All hail the Avocado Leader. A healthy future for business.
Now more than ever, shareholders are losing patience with leadership while employees and customers have a greater sway. A recent Strategy& research paper highlighted that Australia’s CEO turnover rate was highest in the world at 21.9%
The ivory towers of the past have been dismantled by social media, royal commissions and glassdoor.com reviews.
So, how can modern leaders adapt to this change?
Enter the Avocado Leader
Soft on the outside, hard on the inside.
How many times have you read an article on LinkedIn about the importance of soft skills? Google tells us that there are 456,000,000 hits in a simple search. Gurus are selling the power of empathy, authenticity and adaptive leadership styles. In theory this is great, but in practice the expectation for leaders can be unrealistic.
There is a conflict in traditional leadership theory. The majority of executives are incentivised by growth, revenue and other hard business metrics, not their level of empathy or self-awareness.
Okay, this idea is a bit firm, and a bit green, but the logic stands. The future of leadership requires balance. Enter the Avocado Leader.
So, how can this fruit help you build your internal leadership capability in your business?
Growing Avocado Leadership
There are three simple steps that you can take to start harvesting the untapped potential of your leaders.
1. Set clear expectations
We need a balance between ‘the hard’ – commercial acumen, determined results orientation, and ‘the soft’ – empathy and the emotional intelligence to create psychological safety.
As a result we need our development initiatives and performance processes to clearly link individual leader behaviour to these desired outcomes.
Leaders need to create an environment that helps employees share their ideas, disrupt and challenge. But, this is not at the expense of business priorities. The art here is to skilfully ask for challenge and if you disagree then explain the business rationale behind why.
We need to reset expectations about what leadership behaviours are required to deliver on strategy. And, ultimately hold leaders accountable to these (see step 3).
2. Build capability to manage the hard with the soft
Develop your leaders by focusing on business outcomes. What is your business case for investing time in soft-skills? Leaders who demonstrate empathy, authenticity and emotional intelligence can help your organisation accelerate growth, innovation and create an environment where the best idea wins.

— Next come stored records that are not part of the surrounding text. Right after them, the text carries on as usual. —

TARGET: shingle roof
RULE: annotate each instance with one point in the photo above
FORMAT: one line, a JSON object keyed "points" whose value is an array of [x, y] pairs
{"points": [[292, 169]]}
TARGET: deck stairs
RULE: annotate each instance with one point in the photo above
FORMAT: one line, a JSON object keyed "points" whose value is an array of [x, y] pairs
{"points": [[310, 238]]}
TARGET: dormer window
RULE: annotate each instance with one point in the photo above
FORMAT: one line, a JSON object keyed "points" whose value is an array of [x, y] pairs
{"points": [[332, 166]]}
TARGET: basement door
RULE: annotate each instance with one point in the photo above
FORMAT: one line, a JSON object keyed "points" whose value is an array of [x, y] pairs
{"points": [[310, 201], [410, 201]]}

3. Hold leaders accountable
Greater appetites for transparency and accountability is leading some boards to hire a psychologist to give feedback on their meetings. Transparency drives performance because it helps leaders understand what behaviours to prioritise over the rest. Get this right and you have a competitive advantage.
The key for any organisation is to stick with it. Nothing will change if you are not prepared to hold leaders accountable for being leaders.
The key takeaway for me is that the future of leadership requires balance.
Too soft and we will never get executive level buy-in or investment.
Too hard and we will build cultures that inhibit psychological safety, growth and innovation.